Com um ano e pouco mais de quatro meses de segundo mandato, a 12 de maio, Dilma Rousseff foi temporariamente suspensa do cargo para ir a julgamento por irregularidades orçamentais, que têm levantado dúvidas quanto à sua configuração enquanto crimes de responsabilidade passíveis de destituir um Presidente da República.

Porém, nos debates sobre o 'impeachment' (destituição), os parlamentares têm discorrido mais sobre o conjunto da obra de Dilma Rousseff, a profunda recessão económica que o país enfrenta e os casos de corrupção, que vêm minando a vida política brasileira, inclusive o Partido dos Trabalhadores (PT) e o ex-Presidente Lula da Silva.

Após 59 dos 81 senadores terem aceitado, a 10 de agosto, a denúncia contra Dilma Rousseff, a vida da Presidente com mandato suspenso ficou ainda mais dificultada.

Para se safar de perder o mandato e de ficar inelegível para cargos públicos durante oito anos, Dilma Rousseff precisa ainda de convencer seis senadores, visto que no julgamento final bastam 54 senadores para ditar o afastamento definitivo, algo que parece quase certo.

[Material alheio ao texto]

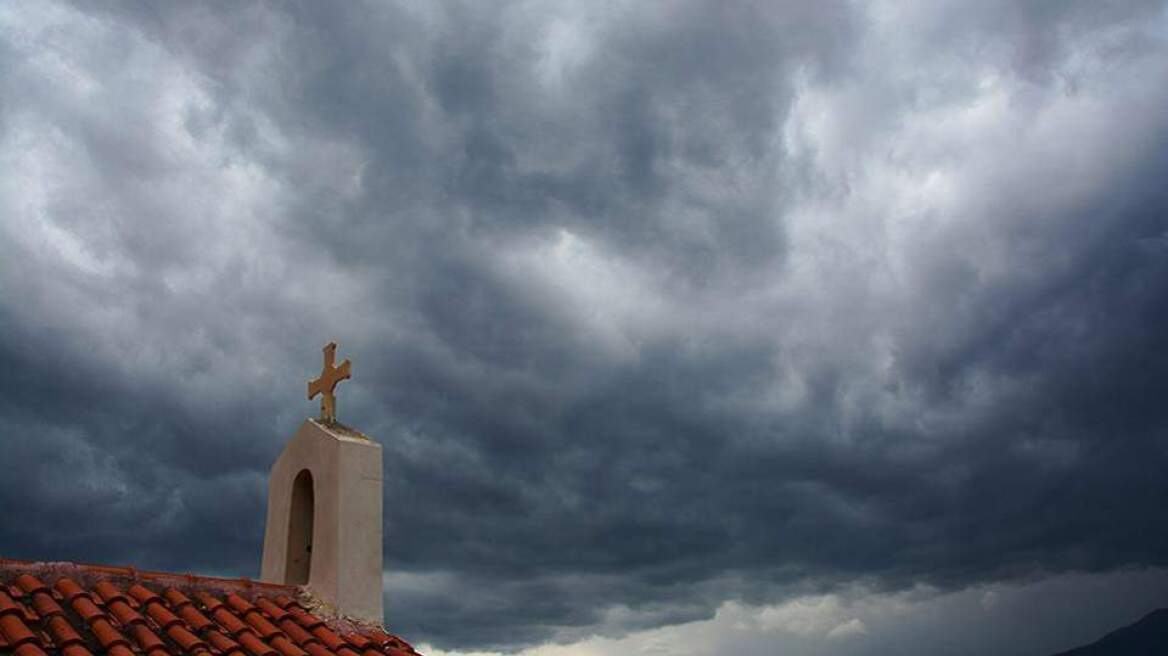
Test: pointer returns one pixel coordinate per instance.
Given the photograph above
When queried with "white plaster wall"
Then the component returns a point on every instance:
(347, 522)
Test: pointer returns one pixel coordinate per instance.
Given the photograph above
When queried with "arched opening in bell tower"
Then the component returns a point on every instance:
(298, 564)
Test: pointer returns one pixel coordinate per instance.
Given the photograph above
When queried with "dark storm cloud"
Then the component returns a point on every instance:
(651, 307)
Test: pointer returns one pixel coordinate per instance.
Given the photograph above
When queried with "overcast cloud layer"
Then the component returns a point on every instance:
(655, 308)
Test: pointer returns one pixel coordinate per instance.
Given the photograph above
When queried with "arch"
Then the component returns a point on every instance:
(298, 564)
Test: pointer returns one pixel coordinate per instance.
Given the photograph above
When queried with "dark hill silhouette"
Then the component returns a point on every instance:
(1146, 637)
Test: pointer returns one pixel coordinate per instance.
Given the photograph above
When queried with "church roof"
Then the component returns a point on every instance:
(50, 608)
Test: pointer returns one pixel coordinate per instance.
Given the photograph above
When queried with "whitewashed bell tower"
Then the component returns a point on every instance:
(324, 509)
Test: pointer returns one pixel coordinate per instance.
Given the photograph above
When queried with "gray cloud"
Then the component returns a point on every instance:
(652, 307)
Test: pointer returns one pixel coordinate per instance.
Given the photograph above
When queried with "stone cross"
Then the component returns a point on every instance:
(329, 376)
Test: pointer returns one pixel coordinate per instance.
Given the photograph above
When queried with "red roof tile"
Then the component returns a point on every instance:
(62, 608)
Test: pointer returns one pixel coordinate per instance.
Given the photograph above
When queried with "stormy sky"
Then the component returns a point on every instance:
(810, 327)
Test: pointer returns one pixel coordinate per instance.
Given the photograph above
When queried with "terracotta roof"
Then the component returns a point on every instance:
(49, 608)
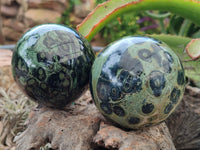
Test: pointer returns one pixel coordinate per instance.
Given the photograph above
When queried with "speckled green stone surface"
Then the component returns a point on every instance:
(137, 82)
(51, 64)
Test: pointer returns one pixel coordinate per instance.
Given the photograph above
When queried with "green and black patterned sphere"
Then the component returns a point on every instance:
(137, 82)
(51, 63)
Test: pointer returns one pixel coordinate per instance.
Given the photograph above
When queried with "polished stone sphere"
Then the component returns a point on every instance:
(51, 64)
(137, 81)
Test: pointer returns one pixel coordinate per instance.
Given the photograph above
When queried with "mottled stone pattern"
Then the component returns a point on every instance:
(137, 82)
(51, 63)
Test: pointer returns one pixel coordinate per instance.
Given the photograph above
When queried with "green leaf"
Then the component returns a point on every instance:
(178, 45)
(105, 12)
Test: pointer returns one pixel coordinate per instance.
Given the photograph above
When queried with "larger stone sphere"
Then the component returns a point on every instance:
(137, 82)
(51, 64)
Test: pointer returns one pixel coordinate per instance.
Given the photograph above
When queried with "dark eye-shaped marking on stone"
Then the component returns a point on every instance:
(147, 108)
(41, 57)
(157, 82)
(31, 81)
(106, 108)
(175, 94)
(133, 120)
(54, 81)
(136, 84)
(180, 77)
(168, 56)
(103, 90)
(118, 111)
(168, 108)
(145, 55)
(56, 58)
(115, 93)
(126, 79)
(41, 75)
(166, 66)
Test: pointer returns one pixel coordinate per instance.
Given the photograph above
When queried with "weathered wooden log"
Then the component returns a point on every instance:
(78, 128)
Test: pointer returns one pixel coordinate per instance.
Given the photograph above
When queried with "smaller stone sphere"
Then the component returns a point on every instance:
(51, 63)
(137, 82)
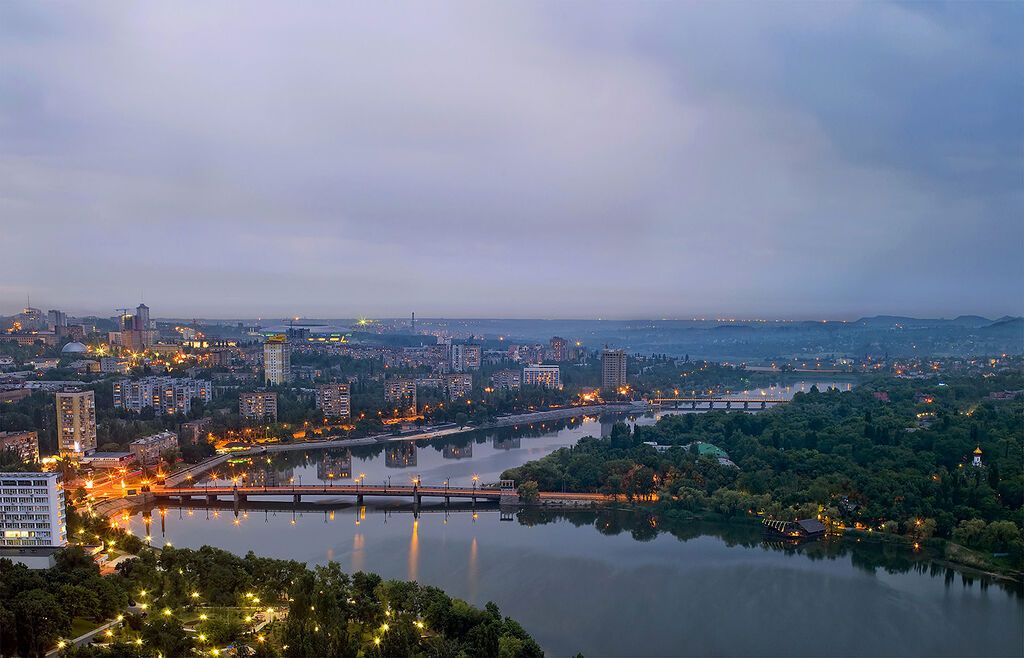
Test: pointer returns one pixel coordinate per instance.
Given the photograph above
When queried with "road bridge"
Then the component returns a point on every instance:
(505, 493)
(716, 403)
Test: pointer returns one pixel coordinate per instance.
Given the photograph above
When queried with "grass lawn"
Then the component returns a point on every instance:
(80, 625)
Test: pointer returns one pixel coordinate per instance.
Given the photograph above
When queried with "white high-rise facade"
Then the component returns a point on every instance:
(276, 360)
(76, 423)
(32, 511)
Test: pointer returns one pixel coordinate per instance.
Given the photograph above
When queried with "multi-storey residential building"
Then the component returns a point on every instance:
(544, 376)
(612, 369)
(458, 385)
(32, 511)
(558, 349)
(506, 380)
(196, 431)
(25, 444)
(55, 320)
(76, 423)
(334, 400)
(164, 394)
(258, 405)
(400, 393)
(276, 360)
(465, 357)
(526, 353)
(148, 448)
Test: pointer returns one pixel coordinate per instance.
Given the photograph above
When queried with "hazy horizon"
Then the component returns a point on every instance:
(498, 160)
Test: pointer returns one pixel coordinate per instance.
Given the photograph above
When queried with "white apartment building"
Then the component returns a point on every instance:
(164, 394)
(76, 423)
(459, 386)
(148, 448)
(465, 357)
(276, 360)
(32, 511)
(258, 404)
(546, 376)
(334, 400)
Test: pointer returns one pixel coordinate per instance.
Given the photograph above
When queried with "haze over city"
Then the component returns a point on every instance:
(527, 160)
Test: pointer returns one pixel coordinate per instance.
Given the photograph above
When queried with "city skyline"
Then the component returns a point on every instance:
(671, 160)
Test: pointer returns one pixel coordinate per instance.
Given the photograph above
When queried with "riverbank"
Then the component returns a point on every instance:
(196, 470)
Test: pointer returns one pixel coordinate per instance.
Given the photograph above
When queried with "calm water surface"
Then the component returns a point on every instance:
(609, 582)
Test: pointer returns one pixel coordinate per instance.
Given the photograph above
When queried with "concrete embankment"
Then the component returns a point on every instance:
(196, 470)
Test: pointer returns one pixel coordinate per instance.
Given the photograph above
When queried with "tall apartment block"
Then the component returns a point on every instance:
(544, 376)
(164, 394)
(612, 369)
(258, 405)
(33, 512)
(400, 393)
(466, 357)
(334, 400)
(76, 423)
(276, 360)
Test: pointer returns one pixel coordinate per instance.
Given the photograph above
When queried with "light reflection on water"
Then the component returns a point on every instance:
(612, 584)
(605, 583)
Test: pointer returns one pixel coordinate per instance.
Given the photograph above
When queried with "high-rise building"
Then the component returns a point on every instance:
(559, 349)
(465, 357)
(507, 380)
(164, 394)
(276, 360)
(76, 423)
(33, 511)
(612, 369)
(544, 376)
(258, 405)
(141, 320)
(459, 385)
(400, 393)
(55, 320)
(24, 444)
(334, 400)
(148, 448)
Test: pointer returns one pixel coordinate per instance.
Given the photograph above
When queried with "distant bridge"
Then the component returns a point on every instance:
(506, 493)
(715, 402)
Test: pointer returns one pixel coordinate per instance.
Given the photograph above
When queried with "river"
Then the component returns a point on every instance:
(608, 582)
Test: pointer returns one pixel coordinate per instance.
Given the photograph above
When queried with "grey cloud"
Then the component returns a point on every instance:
(513, 160)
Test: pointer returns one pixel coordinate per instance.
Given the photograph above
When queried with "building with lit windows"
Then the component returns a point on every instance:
(543, 376)
(465, 357)
(334, 400)
(612, 369)
(33, 525)
(148, 448)
(276, 360)
(25, 444)
(259, 405)
(76, 423)
(401, 394)
(558, 349)
(164, 394)
(506, 380)
(459, 385)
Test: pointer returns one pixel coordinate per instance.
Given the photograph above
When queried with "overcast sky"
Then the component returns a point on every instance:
(512, 160)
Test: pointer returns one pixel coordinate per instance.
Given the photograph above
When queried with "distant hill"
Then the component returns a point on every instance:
(1009, 325)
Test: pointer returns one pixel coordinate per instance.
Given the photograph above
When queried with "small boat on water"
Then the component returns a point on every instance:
(794, 530)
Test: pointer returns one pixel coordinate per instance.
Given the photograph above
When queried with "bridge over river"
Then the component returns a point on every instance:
(715, 403)
(505, 493)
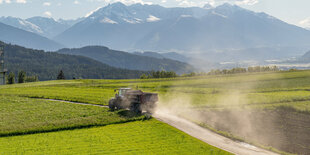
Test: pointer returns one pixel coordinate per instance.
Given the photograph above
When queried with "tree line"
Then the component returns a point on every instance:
(21, 78)
(238, 70)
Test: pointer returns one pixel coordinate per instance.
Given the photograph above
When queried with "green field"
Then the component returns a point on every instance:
(148, 137)
(20, 115)
(274, 105)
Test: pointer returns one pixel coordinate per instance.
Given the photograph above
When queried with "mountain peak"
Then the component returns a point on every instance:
(207, 6)
(117, 5)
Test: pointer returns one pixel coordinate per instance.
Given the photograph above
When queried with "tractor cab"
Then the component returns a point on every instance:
(121, 92)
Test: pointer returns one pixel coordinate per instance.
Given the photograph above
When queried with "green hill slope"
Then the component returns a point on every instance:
(47, 65)
(129, 61)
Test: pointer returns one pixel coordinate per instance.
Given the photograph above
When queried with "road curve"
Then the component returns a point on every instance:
(201, 133)
(210, 137)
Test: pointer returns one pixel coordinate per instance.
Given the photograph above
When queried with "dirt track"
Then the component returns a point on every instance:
(210, 137)
(201, 133)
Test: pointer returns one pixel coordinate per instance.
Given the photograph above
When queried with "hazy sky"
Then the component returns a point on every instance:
(292, 11)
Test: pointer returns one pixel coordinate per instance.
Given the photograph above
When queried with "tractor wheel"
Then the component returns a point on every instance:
(135, 107)
(112, 104)
(151, 108)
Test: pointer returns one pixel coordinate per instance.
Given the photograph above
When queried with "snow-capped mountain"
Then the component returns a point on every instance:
(153, 27)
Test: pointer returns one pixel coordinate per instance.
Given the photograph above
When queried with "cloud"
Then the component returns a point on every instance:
(48, 14)
(21, 1)
(127, 2)
(47, 4)
(305, 23)
(192, 3)
(246, 2)
(152, 18)
(91, 12)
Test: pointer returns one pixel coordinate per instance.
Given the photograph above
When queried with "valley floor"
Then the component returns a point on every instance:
(270, 110)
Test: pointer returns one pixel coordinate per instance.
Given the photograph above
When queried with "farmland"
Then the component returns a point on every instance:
(274, 105)
(149, 137)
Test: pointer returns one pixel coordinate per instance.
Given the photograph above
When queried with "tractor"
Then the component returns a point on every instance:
(134, 100)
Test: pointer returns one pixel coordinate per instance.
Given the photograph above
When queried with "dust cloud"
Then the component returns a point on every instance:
(269, 128)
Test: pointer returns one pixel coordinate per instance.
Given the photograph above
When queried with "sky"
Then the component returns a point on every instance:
(292, 11)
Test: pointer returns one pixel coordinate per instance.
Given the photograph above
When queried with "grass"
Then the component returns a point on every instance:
(263, 89)
(288, 91)
(147, 137)
(20, 115)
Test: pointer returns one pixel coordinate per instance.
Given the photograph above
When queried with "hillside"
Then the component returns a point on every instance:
(47, 65)
(127, 60)
(24, 38)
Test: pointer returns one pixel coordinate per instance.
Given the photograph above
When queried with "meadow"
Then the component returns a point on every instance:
(275, 103)
(140, 137)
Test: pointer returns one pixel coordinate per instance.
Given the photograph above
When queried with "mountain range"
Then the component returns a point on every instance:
(10, 34)
(209, 34)
(152, 27)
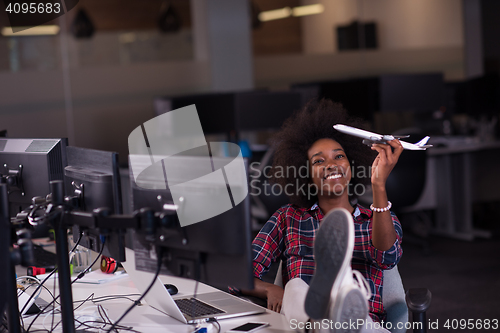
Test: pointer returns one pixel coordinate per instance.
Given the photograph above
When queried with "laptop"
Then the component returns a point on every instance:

Nesse cenário, o Presidente interino, Michel Temer, que pegou temporariamente na gestão do país a 12 de maio, passará a ter toda a legitimidade para representar o Brasil enquanto Presidente efetivo e tomar medidas impopulares para melhorar a economia.

Contudo, com um governo aprovado por 14% da população, quase o mesmo que o de Dilma Rousseff quando ela foi suspensa, Michel Temer não terá a vida fácil, podendo ser apanhado na mesma teia onde Dilma Rousseff assumiu ter ficado presa: "a fragmentação partidária patrocinada por fisiologismo [procura de vantagens pessoais]".

Até agora, Michel Temer, do Partido do Movimento Democrático Brasileiro (PMDB), mostrou interesse em agradar a todos e teve até de fazer concessões aos parlamentares, o que pode comprometer as reformas para reequilibrar as contas públicas.

Michel Temer - que tem repetido não desejar candidatar-se em 2018 - quer, por exemplo, levar adiante as reformas laboral e da segurança social.

Se Dilma Rousseff for considerada inocente, voltará ao exercício do cargo e Michel Temer deverá deixar a vice-presidência, visto que tem sido acusado pela Presidente suspensa de "traidor" e "golpista".

Ainda antes de o pedido de 'impeachment' ter passado na Câmara dos Deputados (câmara baixa do Senado), já o então ministro-chefe do gabinete pessoal da Presidente, Jaques Wagner, dizia que Michel Temer deveria renunciar ao cargo se o processo fosse rejeitado.

Numa carta enviada na semana passada aos senadores, a líder brasileira voltou a propor "a convocação de um plebiscito, com o objetivo de consultar a população sobre a realização antecipada de eleições" e uma reforma política.

Contudo, o presidente do Partido dos Trabalhadores (PT), Rui Falcão, disse não concordar que a Presidente abra mão de mandato e alertou que a hipótese é inviável, uma vez que o processo para a convocação de novas eleições demoraria dois anos, terminando em 2018, ano de presidenciais.

Além disso, a chefe de Estado precisaria de uma maioria para aprovar o referendo, algo que atualmente não tem.

No final de junho, Dilma Rousseff também afirmou que, caso retorne à liderança do país, fará um governo de transição, com o intuito de garantir a democracia até às eleições de 2018, e avançará nas discussões em torno da reforma política.

Qualquer que seja o veredicto dos senadores, o Presidente até 2018 poderá ter o trabalho dificultado também pelas eleições municipais de outubro e pelo clima de ano pré-eleitoral em 2017.

Em qualquer caso, Dilma Rousseff deverá ficar na história, não só como a primeira mulher a ocupar o mais alto cargo no país, mas também como a única chefe de Estado que aceitou enfrentar todo o processo de destituição, indo ao Senado fazer a sua defesa.

Fernando Collor de Mello, o único Presidente condenado num processo de 'impeachment', em 1992, apresentou a renúncia horas antes do julgamento final, mas os senadores decidiram levar o processo até ao fim.

Dilma Rousseff tem garantido que irá lutar até ao último dia pelo seu mandato e, sobretudo, pela democracia e pelo "respeito pelo voto direto do povo".